I will split the MachineRegionInfoPass changes to a separate patch.

lib/Target/AMDGPU/SIInstrInfo.cpp
464–466 ↗(On Diff #91067)

It should just set a register to a specific value.

479 ↗(On Diff #91067)

I will remove that case.

1055 ↗(On Diff #91067)

Will fix.

598–604 ↗(On Diff #79604)

I called this function insertVectorSelect since it only deals with vector ops, and I think insertSelect only does scalar at the moment. I'd prefer no overlap for now since this is only used by the structurizer. It could be merged later.

lib/Target/AMDGPU/SIInstructions.td
174 ↗(On Diff #91067)

I don't know. What do you think?

175 ↗(On Diff #91067)

So what should the change be instead? Is this instruction a duplicate of the other instruction?

jsjodin updated this revision to Diff 94861.Apr 11 2017, 11:18 AM
jsjodin marked 11 inline comments as done.

Removed the MachineRegion changes and submitted in a different patch. Fixed a few of the comments made by Matt.

Also fixed succ_empty.

arsenm added inline comments.Apr 21 2017, 4:13 PM
lib/Target/AMDGPU/SIInstrInfo.cpp
494 ↗(On Diff #94861)

This is really materializeImmediate or something like that

495 ↗(On Diff #94861)

const DebugLoc &

496 ↗(On Diff #94861)

Value should be int64_t

502 ↗(On Diff #94861)

addImms on next lines

508–512 ↗(On Diff #94861)

Do you actually need to handle all of these large register classes?

726 ↗(On Diff #94861)

2 space indent

1083 ↗(On Diff #94861)

assert(Info->isEntryFunction())

4219 ↗(On Diff #94861)

() not needed around MF

arsenm added inline comments.Apr 21 2017, 4:16 PM
lib/Target/AMDGPU/SIInstructions.td
174 ↗(On Diff #91067)

It's expanded into instructions that do, so it should have it as a def too

jsjodin updated this revision to Diff 96455.Apr 24 2017, 1:21 PM

Fixed issues raised by Matt.

jsjodin updated this revision to Diff 96461.Apr 24 2017, 1:50 PM

Fixed remaining comments.

jsjodin marked 7 inline comments as done.Apr 24 2017, 1:53 PM
jsjodin added inline comments.
lib/Target/AMDGPU/SIInstrInfo.cpp
508–512 ↗(On Diff #94861)

Yes, I added these as I encountered them in the various tests.

lib/Target/AMDGPU/SIInstructions.td
175 ↗(On Diff #91067)

Okay, now I realized what you meant.
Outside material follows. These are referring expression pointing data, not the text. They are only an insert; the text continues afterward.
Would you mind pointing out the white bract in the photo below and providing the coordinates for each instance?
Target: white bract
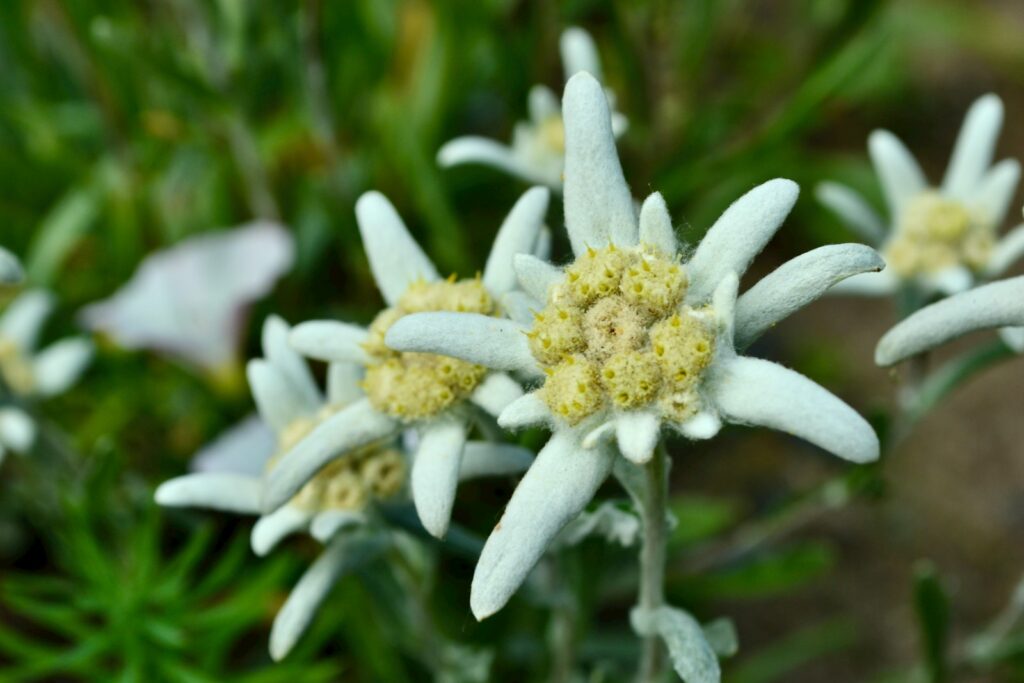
(28, 375)
(436, 396)
(631, 337)
(189, 301)
(939, 239)
(989, 306)
(538, 150)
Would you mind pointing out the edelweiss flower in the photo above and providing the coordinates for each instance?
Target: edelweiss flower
(630, 337)
(436, 396)
(986, 307)
(538, 150)
(939, 239)
(25, 375)
(336, 507)
(190, 300)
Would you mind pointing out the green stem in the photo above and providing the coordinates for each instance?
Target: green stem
(651, 596)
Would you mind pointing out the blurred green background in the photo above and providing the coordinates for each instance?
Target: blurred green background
(128, 126)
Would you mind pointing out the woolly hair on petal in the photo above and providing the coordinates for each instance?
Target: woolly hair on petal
(995, 305)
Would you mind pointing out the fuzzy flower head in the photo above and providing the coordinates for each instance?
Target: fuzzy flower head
(633, 335)
(538, 150)
(940, 239)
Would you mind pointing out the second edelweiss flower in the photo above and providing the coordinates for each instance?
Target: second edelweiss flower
(630, 337)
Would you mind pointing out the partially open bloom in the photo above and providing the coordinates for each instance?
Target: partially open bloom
(990, 306)
(939, 239)
(27, 375)
(337, 506)
(632, 336)
(438, 397)
(190, 301)
(538, 150)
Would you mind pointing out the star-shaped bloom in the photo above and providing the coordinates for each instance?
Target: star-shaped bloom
(538, 150)
(632, 336)
(337, 506)
(940, 239)
(26, 375)
(437, 397)
(996, 305)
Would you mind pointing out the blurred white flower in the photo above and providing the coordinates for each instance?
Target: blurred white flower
(437, 396)
(940, 239)
(189, 301)
(336, 506)
(631, 337)
(538, 150)
(27, 375)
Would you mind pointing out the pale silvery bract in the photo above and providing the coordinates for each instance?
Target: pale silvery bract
(28, 375)
(538, 150)
(995, 305)
(939, 239)
(436, 397)
(10, 268)
(612, 385)
(189, 301)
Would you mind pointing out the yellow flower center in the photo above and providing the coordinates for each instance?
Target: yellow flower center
(934, 233)
(15, 368)
(412, 386)
(615, 334)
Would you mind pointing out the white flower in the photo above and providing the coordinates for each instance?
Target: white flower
(27, 375)
(437, 396)
(189, 301)
(10, 268)
(986, 307)
(336, 506)
(538, 150)
(938, 239)
(631, 337)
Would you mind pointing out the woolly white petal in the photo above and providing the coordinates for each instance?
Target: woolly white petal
(975, 146)
(276, 400)
(655, 224)
(327, 523)
(228, 493)
(579, 53)
(598, 204)
(279, 351)
(492, 342)
(395, 258)
(637, 435)
(343, 555)
(558, 485)
(516, 236)
(525, 412)
(496, 392)
(435, 473)
(738, 236)
(854, 211)
(537, 276)
(483, 459)
(10, 268)
(996, 190)
(343, 383)
(796, 284)
(59, 365)
(898, 171)
(244, 449)
(271, 528)
(17, 429)
(758, 392)
(24, 318)
(994, 305)
(330, 340)
(350, 428)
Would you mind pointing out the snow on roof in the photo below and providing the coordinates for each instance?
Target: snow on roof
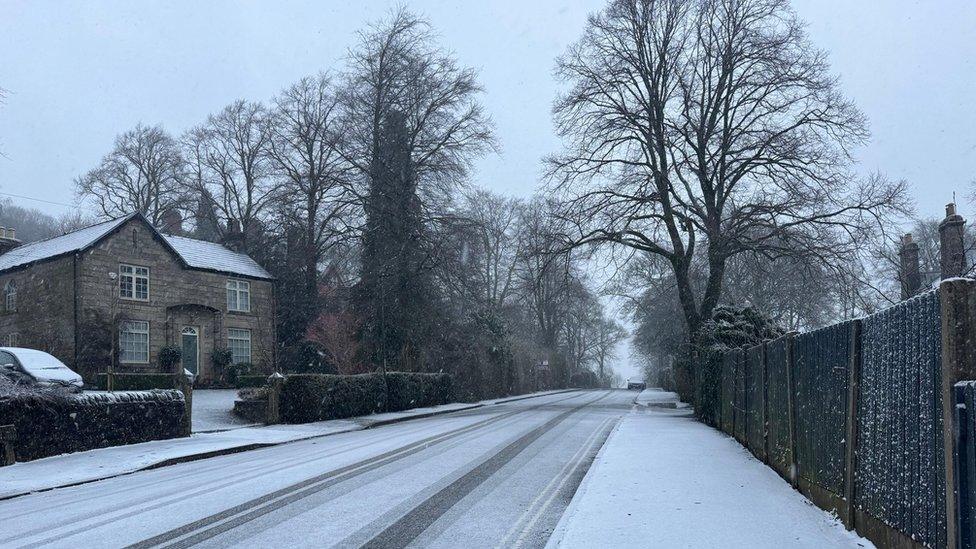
(200, 254)
(59, 245)
(197, 254)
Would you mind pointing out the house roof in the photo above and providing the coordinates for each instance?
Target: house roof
(210, 256)
(195, 254)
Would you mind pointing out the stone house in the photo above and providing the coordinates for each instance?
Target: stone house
(117, 292)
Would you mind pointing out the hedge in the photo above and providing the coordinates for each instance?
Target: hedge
(317, 397)
(407, 390)
(50, 423)
(135, 382)
(251, 381)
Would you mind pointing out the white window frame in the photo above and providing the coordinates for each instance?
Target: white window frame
(129, 327)
(239, 334)
(238, 288)
(10, 296)
(130, 272)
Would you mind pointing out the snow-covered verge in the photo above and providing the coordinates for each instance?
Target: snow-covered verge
(666, 480)
(82, 467)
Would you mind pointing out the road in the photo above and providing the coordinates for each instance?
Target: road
(499, 476)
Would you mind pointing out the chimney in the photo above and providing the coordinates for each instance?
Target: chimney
(233, 237)
(910, 273)
(8, 239)
(952, 247)
(172, 222)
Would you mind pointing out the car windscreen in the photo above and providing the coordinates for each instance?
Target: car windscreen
(43, 366)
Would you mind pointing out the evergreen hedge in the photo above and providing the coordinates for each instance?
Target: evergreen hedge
(52, 422)
(317, 397)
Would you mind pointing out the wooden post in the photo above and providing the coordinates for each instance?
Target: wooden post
(8, 436)
(850, 456)
(791, 406)
(957, 302)
(275, 383)
(185, 386)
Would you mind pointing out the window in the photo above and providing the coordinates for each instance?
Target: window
(239, 343)
(10, 296)
(239, 296)
(134, 342)
(134, 282)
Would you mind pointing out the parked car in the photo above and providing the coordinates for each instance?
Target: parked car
(31, 367)
(636, 384)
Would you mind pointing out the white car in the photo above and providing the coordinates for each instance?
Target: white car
(37, 368)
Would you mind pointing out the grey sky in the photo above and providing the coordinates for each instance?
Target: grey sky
(79, 73)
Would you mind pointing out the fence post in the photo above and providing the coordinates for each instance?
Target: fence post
(791, 406)
(850, 456)
(185, 386)
(8, 436)
(275, 382)
(957, 302)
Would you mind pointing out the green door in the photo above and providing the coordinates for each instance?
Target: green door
(191, 349)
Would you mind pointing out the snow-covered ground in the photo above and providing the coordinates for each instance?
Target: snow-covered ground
(213, 410)
(666, 480)
(82, 467)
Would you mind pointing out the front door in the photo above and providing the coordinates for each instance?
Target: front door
(191, 349)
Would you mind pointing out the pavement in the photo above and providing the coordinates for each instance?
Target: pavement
(665, 480)
(490, 476)
(83, 467)
(213, 411)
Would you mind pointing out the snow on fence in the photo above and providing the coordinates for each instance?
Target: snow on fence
(900, 462)
(858, 416)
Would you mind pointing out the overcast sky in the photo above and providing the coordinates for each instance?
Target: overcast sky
(79, 73)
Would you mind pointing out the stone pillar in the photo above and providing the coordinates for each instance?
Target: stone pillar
(952, 246)
(911, 277)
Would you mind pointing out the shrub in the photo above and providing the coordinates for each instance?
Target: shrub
(306, 357)
(135, 382)
(252, 380)
(169, 358)
(407, 390)
(317, 397)
(56, 422)
(236, 371)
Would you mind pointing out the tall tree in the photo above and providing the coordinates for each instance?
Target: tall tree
(397, 68)
(142, 173)
(313, 202)
(714, 124)
(394, 292)
(229, 156)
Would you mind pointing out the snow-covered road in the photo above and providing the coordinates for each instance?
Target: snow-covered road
(493, 476)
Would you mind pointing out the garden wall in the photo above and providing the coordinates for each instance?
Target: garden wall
(49, 423)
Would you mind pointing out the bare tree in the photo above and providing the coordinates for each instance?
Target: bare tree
(313, 201)
(711, 124)
(398, 68)
(228, 160)
(142, 173)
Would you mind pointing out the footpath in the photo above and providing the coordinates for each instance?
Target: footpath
(665, 480)
(83, 467)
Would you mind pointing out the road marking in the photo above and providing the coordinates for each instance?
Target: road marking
(208, 527)
(545, 506)
(517, 527)
(408, 527)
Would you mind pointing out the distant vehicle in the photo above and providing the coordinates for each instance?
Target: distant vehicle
(31, 367)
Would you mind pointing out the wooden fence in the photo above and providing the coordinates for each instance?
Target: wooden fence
(863, 417)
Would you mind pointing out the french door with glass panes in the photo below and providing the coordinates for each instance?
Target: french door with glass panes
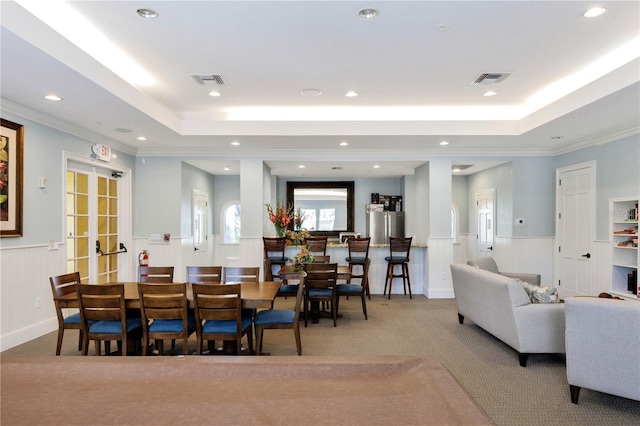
(94, 245)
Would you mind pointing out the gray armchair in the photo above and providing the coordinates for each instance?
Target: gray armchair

I used the CFPseudoInstSI

jsjodin marked 3 inline comments as done.Apr 25 2017, 6:45 AM
arsenm added inline comments.May 2 2017, 10:37 AM
lib/Target/AMDGPU/SIInstrInfo.cpp
1530 ↗(On Diff #96461)

nullptr

1699–1701 ↗(On Diff #96461)

No return after else

598–604 ↗(On Diff #79604)

insertSelect should handle an arbitrary number of elements

lib/Target/AMDGPU/SIInstrInfo.h
156 ↗(On Diff #96461)

const DebugLoc &

160 ↗(On Diff #96461)

const DebugLoc &

163–168 ↗(On Diff #96461)

Accidentally added this?

785–789 ↗(On Diff #96461)

These don't need to be virtual anymore?

jsjodin updated this revision to Diff 98313.May 9 2017, 9:49 AM

Fixed issues raised by Matt.

jsjodin marked 6 inline comments as done.May 9 2017, 9:52 AM
jsjodin added inline comments.
lib/Target/AMDGPU/SIInstrInfo.cpp
598–604 ↗(On Diff #79604)

Sure, insertSelect does, but this function is not part of the InstrInfo interface. When the functions are merged this can be fixed.

arsenm added inline comments.May 9 2017, 7:16 PM
lib/Target/AMDGPU/SIInstrInfo.cpp
605 ↗(On Diff #98313)

This can still be condensed similarly to how copyPhysReg does it

jsjodin updated this revision to Diff 98785.May 12 2017, 9:22 AM
jsjodin marked an inline comment as done.

Made the implementation of materializeImmediate more compact as Matt suggested.

jsjodin marked an inline comment as done.May 12 2017, 9:23 AM
arsenm accepted this revision.May 15 2017, 2:27 AM

LGTM

This revision is now accepted and ready to land.May 15 2017, 2:27 AM
This revision was automatically updated to reflect the committed changes.